A bracket sequence is any non-empty sequence of opening and closing parentheses. A bracket sequence is called a correct bracket sequence if it's possible to obtain a correct arithmetic expression by inserting characters "+" and "1" into this sequence. For example, the sequences "(())()", "()" and "(()(()))" are correct, while the bracket sequences ")(", "(()" and "(()))(" are not correct.
Yuhao found this problem too simple for him so he decided to make the problem harder. You are given many (not necessarily correct) bracket sequences. The task is to connect some of them into ordered pairs so that each bracket sequence occurs in at most one pair and the concatenation of the bracket sequences in each pair is a correct bracket sequence. The goal is to create as many pairs as possible.

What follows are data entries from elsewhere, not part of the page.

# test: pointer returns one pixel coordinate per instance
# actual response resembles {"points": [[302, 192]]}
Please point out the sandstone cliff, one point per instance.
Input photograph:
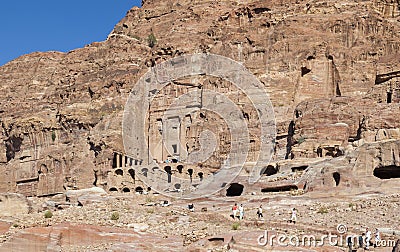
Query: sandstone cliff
{"points": [[331, 70]]}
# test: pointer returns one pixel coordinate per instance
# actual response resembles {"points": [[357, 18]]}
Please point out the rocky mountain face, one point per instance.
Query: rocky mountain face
{"points": [[331, 70]]}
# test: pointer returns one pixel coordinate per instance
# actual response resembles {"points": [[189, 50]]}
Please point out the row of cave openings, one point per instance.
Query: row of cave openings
{"points": [[137, 189], [167, 169]]}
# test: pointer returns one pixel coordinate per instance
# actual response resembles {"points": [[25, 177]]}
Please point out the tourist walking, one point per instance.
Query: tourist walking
{"points": [[293, 218], [234, 211], [259, 212], [241, 212], [377, 238], [368, 235]]}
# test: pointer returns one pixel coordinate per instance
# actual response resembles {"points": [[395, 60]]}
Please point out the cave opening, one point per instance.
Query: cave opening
{"points": [[387, 172], [139, 189], [304, 71], [235, 189]]}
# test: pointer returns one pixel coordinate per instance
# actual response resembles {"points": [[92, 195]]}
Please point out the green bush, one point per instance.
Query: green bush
{"points": [[115, 216], [152, 40], [235, 226], [48, 214]]}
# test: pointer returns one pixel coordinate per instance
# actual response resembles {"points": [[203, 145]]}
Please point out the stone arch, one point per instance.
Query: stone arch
{"points": [[235, 189]]}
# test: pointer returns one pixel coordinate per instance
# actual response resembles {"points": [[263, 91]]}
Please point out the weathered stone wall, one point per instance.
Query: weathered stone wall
{"points": [[320, 63]]}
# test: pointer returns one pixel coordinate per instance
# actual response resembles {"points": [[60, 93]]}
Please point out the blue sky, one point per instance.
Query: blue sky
{"points": [[52, 25]]}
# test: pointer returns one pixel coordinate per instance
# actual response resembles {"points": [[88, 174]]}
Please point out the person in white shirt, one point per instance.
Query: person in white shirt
{"points": [[241, 212], [259, 212], [367, 238], [377, 237], [294, 216]]}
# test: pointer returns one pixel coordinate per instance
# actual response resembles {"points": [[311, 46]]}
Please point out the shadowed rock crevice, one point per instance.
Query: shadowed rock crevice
{"points": [[387, 172], [235, 189]]}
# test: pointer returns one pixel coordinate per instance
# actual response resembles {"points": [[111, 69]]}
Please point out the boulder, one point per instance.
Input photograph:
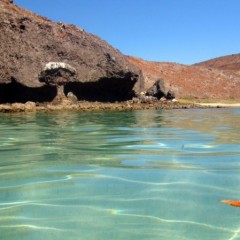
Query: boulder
{"points": [[161, 89]]}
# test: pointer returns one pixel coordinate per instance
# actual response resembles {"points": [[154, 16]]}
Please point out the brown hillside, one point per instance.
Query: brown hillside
{"points": [[227, 63], [191, 81]]}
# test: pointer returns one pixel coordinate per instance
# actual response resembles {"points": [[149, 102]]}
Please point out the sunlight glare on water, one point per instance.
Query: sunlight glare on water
{"points": [[120, 175]]}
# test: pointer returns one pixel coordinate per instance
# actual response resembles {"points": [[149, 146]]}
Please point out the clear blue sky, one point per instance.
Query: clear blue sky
{"points": [[182, 31]]}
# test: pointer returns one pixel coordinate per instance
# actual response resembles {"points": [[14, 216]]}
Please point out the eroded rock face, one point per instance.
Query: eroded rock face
{"points": [[161, 89], [29, 44]]}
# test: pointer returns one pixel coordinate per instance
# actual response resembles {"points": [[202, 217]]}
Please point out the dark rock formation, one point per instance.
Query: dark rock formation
{"points": [[29, 42], [159, 90]]}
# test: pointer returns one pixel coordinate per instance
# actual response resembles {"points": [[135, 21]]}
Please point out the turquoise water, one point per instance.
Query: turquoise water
{"points": [[120, 175]]}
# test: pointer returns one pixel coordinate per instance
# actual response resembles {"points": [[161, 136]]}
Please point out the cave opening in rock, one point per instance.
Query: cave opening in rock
{"points": [[104, 90], [15, 92]]}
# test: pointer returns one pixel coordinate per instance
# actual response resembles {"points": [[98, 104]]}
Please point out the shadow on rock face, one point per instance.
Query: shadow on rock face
{"points": [[16, 92], [104, 90]]}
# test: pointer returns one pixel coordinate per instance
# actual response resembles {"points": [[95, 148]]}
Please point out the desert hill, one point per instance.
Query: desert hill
{"points": [[195, 81]]}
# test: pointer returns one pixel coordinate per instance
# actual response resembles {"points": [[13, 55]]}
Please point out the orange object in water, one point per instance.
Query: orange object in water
{"points": [[233, 203]]}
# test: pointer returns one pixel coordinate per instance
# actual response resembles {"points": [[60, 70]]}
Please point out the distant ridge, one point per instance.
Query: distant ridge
{"points": [[218, 78], [229, 63]]}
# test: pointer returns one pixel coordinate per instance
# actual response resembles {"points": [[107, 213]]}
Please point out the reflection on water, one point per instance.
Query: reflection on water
{"points": [[120, 175]]}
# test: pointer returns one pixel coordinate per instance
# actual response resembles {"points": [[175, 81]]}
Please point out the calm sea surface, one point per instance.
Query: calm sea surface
{"points": [[120, 175]]}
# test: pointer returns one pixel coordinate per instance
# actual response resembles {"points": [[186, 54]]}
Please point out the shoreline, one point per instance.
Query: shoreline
{"points": [[84, 106], [221, 105]]}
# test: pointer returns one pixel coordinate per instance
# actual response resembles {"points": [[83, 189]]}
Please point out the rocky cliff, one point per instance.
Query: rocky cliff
{"points": [[29, 44]]}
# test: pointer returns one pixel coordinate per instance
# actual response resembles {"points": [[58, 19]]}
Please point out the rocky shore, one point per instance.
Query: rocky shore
{"points": [[93, 106]]}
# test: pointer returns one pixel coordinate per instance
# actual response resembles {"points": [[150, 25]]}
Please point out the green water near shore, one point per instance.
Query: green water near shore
{"points": [[120, 175]]}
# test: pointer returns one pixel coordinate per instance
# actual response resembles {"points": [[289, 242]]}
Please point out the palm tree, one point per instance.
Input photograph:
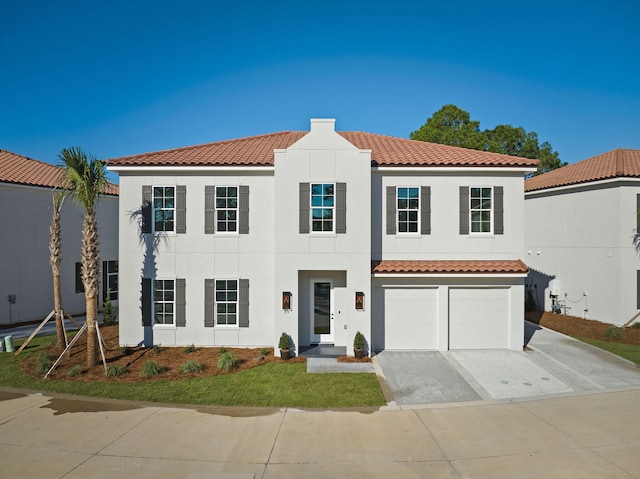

This problem unfortunately turned out to be too difficult for Yuhao. Can you help him and solve it?
The first line contains one integer $$$n$$$ ($$$1 \leq n \leq 10^5$$$) — the number of bracket sequences.
Each of the following $$$n$$$ lines contains one bracket sequence — a non-empty string which consists only of characters "(" and ")".
The sum of lengths of all bracket sequences in the input is at most $$$5 \cdot 10^5$$$.
Note that a bracket sequence may appear in the input multiple times. In this case, you can use each copy of the sequence separately. Also note that the order in which strings appear in the input doesn't matter.
Print a single integer — the maximum number of pairs which can be made, adhering to the conditions in the statement.
7 )()) ) (( (( ( ) )
4 ( (( ((( (())
2 (()) ()
In the first example, it's optimal to construct two pairs: "(( )())" and "( )".